* Euro zone periphery govt bond yields tmsnrt.rs/2ii2Bqr (Adds chart)
LONDON, May 19 (Reuters) – Germany’s benchmark 10-year Bund yield fell from a two-year high on Wednesday, as a sharp fall in digital currencies forced investors to return to safe-haven debt markets.
Euro zone government bond yields had risen for much of the session on concern about the possibility of the European Central Bank slowing its bond-buying as the economy recovers.
But the move in German bonds, regarded as one of the safest assets, started to reverse as a selloff in digital currencies gathered pace.
Bitcoin tumbled below the $40,000 mark on Wednesday to a 3-1/2 month low as selling in digital coins intensified after China banned financial and payment institutions from providing cryptocurrency services.
The fall in Germany’s 10-year yield coincided with a sharp drop in Bitcoin and Ether shortly before 1300 GMT.
“Ether has dropped 40%, which even for a very volatile asset is quite a lot, and this is spilling over into stocks and everything,” said Antoine Bouvet, senior rates strategist at ING.
“As cryptocurrencies go more mainstream, more traditional investors hold them.

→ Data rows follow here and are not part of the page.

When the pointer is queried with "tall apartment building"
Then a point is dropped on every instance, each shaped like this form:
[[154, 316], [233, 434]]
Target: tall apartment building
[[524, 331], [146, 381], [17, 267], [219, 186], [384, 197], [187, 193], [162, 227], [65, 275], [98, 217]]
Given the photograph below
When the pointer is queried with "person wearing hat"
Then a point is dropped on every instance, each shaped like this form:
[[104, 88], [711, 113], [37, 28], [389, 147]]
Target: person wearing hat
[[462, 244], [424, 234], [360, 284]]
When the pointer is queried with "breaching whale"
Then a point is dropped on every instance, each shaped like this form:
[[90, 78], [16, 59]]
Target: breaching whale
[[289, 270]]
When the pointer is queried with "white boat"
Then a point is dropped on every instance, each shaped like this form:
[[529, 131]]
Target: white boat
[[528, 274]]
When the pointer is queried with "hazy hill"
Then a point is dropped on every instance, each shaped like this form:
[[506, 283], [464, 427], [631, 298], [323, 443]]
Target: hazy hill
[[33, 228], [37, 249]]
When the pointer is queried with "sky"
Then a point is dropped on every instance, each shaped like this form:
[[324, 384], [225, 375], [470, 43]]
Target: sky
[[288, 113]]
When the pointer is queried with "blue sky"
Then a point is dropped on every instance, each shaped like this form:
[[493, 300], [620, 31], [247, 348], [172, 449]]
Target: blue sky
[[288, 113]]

If they lose a lot of money on them, it might force them to reduce risk and therefore to sell other risk assets.”
Giuseppe Sersale, fund manager and strategist at Anthilia in Milan, also attributed the bond market move to the cryptocurrency falls.
“Surely there is risk aversion in the equity market that comes at least in part from the cryptocurrency crash. When you start to see falls of 20 to 30%, demand for equity contracts and volatility spreads. Also because there are people here who are in at leverage. It’s a shock to the system,” he said.
By 1341 GMT, yields had partially recovered from the drop, with Germany’s 10-year yield flat on the day at -0.109%, compared to its low of -0.127%..
Italy’s 10-year yield was up 3 bps on the day at 1.1221% .
INFLATION EXPECTATIONS
Euro zone inflation accelerated as expected in April because of a sharp rise in the costs of energy and services, data showed. British consumer price inflation more than doubled in April.
A gauge of euro zone inflation expectations – the five-year, five-year inflation forward – rose to its highest since December 2018.
Wednesday’s moves follow a big sell-off in euro area government bonds on Monday, driven by speculation the ECB may slow its emergency bond-buying as the economy recovers from the COVID-19 pandemic.
Later in the session, the latest FOMC meeting minutes will be published. Chief economist Philip Lane is due to speak at 1550 GMT.